Möglicherweise verlässt dann mit Bastian Reinhardt ein weiterer Stammspieler die Hanseaten. Das Angebot, das er zur Verlängerung seines in einem halben Jahr auslaufenden Kontraktes erhalten hatte, sei für ihn nicht akzeptabel, sagte der Abwehrspieler. "Es hat mich nicht vom Hocker gehauen", betonte Reinhardt. "In allen Punkten gibt es noch etwas zu drehen", machte der 33 Jahre alte Routinier deutlich. Zunächst wolle er sich aber auf das bevorstehende Trainingslager in Dubai (bis 7.Januar) konzentrieren.
Testspiel des HSV gegen den AC Mailand
Wenn das Flugzeug mit dem HSV-Tross heute Mittag in Fuhlsbüttel abhebt, kehrt Reinhardt kurioserweise dorthin zurück, wo er gerade erst seinen Winterurlaub verbracht hatte. Im Wüstenstaat am Persischen Golf sei das Testspiel des HSV gegen den AC Mailand am kommenden Dienstag (16 Uhr, DSF live) bereits in aller Munde, berichtete der Innenverteidiger.
Für den italienischen Spitzenklub wird dann David Beckham, der für drei Monate von Los Angeles Galaxy ausgeliehen ist, sein erstes Spiel bestreiten.
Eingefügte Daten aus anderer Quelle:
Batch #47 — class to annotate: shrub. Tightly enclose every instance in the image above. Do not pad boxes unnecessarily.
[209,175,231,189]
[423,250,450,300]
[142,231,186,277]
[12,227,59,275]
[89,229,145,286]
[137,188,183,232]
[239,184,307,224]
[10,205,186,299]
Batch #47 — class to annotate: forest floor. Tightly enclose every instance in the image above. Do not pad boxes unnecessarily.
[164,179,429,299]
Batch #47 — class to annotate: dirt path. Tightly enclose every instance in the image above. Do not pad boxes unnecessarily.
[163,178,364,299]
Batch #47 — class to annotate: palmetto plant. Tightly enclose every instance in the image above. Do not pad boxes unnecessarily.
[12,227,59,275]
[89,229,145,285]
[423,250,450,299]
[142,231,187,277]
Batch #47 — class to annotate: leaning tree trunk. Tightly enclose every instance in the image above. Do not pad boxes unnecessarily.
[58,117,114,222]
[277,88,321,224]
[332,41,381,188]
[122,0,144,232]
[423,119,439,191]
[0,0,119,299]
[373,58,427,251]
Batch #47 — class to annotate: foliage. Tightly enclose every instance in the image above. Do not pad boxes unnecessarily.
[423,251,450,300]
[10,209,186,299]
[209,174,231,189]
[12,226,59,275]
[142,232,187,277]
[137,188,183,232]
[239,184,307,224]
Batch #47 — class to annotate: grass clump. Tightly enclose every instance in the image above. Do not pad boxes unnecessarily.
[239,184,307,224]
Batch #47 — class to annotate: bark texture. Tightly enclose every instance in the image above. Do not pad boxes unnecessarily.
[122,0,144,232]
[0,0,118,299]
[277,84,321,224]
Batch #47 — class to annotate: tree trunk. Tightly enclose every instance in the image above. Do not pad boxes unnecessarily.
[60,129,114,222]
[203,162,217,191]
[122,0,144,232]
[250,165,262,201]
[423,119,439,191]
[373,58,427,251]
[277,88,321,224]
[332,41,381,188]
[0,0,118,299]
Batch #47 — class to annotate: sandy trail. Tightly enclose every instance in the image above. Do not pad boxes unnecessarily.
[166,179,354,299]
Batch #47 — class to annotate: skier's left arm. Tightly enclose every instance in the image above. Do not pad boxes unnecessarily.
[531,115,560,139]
Mladen Petric blickt dem Treffen mit dem englischen Superstar jedoch eher nüchtern entgegen. "Wir spielen gegen Mailand und nicht gegen David Beckham", sagte der Kroate
Wichtiger als der Test gegen den prominenten Kontrahenten sei laut Petric ohnehin, die Grundlagen für eine erfolgreiche zweite Saisonhälfte zu legen: "Unsere kurzfristigen Ziele haben wir alle erreicht. Jetzt gilt es, die langfristigen Ziele nicht aus den Augen zu verlieren." Nicht mit nach Dubai reisen derweil Frank Rost und Maxim Choupo-Moting. Der HSV-Torhüter laboriert an einer Fußprellung. "Er kann sich noch nicht richtig hinschmeißen und bleibt zur Reha in Hamburg", erklärte Jol. Gegen Mailand erhält Ersatzkeeper Wolfgang Hesl eine Bewährungschance.
Auf der Bank wird U18-Nationalkeeper Marcel Hölscher Platz nehmen. Der 17-Jährige steht sonst für den HSV in der A-Junioren-Bundesliga zwischen den Pfosten. Bei Choupo-Moting hat sich Flüssigkeit am operierten Außenmeniskus gebildet. Eigentlich wollte die Nachwuchshoffnung in Dubai ins reguläre Team-Training zurückkehren.